If he defines the upper indices as rows and columns lower indices why isn't it

guv = eu . ev

instead of writing everything lower index

9. Feb 16, 2016

### Samy_A

Forget the notation for a moment. (I'm looking at the book right now, trying to understand it.)
More important: do you understand how the combination of a basis (3 vectors) and an inner product leads to the definition of the matrix representation of that inner product?

10. Feb 16, 2016

### Waxterzz

Apparently not, but in the video I posted it is defined as 2x2 matrices and I don't have an example for a 3x3 matrix.

I have notion of Linear Algebra, never encountered matrix representation of an inner product.

11. Feb 16, 2016

### Waxterzz

12. Feb 16, 2016

### Samy_A

$e_1, e_2, e_3$ are (basis) vectors. They are not 1*3 matrices. The 1*3 matrix is $(e_1, e_2, e_3)$, the matrix consisting of the three vectors taken together.
There is nothing very difficult with this notion.
If you get it in two dimensions, it is conceptually the same in 3 or 4 or 10 dimensions.

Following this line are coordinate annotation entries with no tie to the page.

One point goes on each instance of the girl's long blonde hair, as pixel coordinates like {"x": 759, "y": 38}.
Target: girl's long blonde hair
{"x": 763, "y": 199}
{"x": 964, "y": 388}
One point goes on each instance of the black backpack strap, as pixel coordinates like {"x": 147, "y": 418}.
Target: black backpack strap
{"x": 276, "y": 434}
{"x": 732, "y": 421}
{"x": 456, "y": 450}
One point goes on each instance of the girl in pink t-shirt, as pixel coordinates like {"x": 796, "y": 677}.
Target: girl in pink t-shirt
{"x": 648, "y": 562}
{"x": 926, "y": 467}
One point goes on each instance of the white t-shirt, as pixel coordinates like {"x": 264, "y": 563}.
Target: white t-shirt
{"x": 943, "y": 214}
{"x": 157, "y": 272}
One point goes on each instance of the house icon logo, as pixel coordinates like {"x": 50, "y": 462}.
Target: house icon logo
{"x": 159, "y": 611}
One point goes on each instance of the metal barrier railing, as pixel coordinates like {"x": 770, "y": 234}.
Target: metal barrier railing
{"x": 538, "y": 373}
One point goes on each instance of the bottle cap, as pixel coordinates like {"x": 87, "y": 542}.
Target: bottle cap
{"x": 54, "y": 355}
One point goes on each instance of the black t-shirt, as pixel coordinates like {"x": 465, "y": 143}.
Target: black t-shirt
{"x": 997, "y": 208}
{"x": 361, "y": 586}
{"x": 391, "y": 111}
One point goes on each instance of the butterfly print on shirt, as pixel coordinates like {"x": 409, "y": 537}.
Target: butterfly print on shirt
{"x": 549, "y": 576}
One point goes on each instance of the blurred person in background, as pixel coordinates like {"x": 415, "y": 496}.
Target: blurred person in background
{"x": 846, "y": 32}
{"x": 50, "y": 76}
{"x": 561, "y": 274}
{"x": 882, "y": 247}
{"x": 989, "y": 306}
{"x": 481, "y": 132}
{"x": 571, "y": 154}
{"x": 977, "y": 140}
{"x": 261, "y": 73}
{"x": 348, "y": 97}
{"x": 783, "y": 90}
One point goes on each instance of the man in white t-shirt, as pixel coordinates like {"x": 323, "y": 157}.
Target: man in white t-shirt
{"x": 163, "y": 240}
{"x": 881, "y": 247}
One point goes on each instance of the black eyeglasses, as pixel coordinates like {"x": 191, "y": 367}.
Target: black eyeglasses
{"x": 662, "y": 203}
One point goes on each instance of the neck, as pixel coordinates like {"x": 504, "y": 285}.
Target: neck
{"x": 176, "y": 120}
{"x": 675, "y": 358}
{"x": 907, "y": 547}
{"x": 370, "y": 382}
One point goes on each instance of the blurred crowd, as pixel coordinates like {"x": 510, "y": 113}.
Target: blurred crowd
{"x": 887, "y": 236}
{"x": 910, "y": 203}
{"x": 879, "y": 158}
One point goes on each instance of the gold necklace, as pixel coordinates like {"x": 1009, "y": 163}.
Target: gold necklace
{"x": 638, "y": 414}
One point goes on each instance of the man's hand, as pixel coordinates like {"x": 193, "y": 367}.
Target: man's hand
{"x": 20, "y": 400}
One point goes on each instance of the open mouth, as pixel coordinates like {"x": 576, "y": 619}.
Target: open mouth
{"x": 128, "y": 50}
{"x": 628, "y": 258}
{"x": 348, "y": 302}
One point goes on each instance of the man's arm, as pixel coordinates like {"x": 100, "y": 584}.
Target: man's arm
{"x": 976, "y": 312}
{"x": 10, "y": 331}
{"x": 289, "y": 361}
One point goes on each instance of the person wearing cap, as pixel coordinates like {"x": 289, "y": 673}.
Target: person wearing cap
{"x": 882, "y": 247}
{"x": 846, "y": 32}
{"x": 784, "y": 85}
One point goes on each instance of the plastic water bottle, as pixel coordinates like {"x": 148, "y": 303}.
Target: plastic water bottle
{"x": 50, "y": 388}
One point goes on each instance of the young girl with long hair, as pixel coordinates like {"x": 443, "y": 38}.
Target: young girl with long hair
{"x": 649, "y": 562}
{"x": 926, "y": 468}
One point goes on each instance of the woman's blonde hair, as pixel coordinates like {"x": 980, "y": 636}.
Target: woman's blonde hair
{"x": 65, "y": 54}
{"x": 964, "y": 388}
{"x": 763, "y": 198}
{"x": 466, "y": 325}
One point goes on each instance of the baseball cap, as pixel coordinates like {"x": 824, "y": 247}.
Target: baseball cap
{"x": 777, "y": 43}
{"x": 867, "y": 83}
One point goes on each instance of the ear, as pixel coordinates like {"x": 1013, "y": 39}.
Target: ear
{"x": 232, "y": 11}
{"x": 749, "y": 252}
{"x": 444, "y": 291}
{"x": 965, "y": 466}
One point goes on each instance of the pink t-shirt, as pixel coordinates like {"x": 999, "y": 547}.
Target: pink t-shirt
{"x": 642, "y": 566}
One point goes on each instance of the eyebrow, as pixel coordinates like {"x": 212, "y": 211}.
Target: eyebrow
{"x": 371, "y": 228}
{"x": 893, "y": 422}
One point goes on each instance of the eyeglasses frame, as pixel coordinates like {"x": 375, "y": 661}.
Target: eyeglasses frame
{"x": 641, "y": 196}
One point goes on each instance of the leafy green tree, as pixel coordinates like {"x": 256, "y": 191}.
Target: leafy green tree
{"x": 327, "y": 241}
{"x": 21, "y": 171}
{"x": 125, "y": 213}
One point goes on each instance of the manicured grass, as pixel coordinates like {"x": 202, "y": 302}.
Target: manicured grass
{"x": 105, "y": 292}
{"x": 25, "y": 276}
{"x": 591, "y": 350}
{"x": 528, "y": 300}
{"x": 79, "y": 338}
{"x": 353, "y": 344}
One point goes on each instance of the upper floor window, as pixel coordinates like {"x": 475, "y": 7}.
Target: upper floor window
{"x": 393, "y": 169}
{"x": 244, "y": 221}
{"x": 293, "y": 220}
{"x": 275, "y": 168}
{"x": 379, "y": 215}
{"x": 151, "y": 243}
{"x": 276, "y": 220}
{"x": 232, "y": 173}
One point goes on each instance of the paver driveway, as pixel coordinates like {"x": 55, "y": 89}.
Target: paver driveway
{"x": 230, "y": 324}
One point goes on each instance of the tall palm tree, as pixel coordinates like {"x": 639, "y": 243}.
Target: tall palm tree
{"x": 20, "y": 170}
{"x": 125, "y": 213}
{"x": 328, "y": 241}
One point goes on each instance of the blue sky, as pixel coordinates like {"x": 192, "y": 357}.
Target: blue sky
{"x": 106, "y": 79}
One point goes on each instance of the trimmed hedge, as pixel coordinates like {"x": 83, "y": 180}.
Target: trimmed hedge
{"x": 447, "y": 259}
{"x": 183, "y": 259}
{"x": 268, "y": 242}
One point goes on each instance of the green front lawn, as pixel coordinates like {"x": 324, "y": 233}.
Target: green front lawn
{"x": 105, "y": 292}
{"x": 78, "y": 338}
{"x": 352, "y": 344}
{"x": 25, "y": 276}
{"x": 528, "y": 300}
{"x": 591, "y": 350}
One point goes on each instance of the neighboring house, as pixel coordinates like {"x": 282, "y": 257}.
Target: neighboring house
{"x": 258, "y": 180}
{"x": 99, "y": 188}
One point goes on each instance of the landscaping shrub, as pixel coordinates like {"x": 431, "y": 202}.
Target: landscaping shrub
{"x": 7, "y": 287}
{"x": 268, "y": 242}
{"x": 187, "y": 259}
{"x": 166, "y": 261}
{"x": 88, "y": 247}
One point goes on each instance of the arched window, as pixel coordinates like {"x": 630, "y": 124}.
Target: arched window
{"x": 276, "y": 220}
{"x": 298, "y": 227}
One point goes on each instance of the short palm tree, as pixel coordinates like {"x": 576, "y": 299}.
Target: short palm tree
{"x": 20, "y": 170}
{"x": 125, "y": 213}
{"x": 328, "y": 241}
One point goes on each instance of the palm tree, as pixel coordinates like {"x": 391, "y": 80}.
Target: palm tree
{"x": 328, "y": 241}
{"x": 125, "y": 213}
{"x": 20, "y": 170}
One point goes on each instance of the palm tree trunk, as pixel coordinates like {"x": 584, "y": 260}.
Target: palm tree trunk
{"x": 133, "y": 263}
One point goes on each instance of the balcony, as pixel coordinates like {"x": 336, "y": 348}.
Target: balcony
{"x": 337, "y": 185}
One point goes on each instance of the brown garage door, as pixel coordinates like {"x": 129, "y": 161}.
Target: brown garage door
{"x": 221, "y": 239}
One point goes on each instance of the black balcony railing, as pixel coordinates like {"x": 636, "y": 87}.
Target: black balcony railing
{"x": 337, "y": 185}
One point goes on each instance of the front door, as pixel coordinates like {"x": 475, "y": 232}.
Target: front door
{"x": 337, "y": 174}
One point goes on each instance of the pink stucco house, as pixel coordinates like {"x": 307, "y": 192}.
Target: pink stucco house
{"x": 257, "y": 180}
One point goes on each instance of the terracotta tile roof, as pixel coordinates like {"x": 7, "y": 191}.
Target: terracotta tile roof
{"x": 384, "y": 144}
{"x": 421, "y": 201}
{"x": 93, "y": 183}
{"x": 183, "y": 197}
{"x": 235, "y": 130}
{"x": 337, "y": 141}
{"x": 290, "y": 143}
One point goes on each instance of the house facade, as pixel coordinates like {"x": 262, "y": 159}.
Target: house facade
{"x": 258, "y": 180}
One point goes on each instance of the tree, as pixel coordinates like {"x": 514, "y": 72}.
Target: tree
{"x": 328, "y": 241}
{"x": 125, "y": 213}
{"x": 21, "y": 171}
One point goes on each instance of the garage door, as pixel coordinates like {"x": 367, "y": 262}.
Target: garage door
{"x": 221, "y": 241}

He defines $g_{\mu\nu}$ as the inner product of the vectors $e_\mu$ and $e_\nu$.

13. Feb 16, 2016

### Waxterzz

So what he meant is

e1
e2 times e1 e2 e3
e3

and ordinary matrix multiplication?

14. Feb 16, 2016

### Samy_A

You can represent it this way. Just keep in mind that $e_1,e_2,e_3$ are themselves vectors, not scalars. And that the "product" of two vectors is the inner product.

15. Feb 19, 2016

### Waxterzz

To come back on my question.

Part of the confusion arose, because I've forgotton or looked over the meaning of the ≡ character. They were referring to the elements of the matrix. Stupid of me, but it's clear now.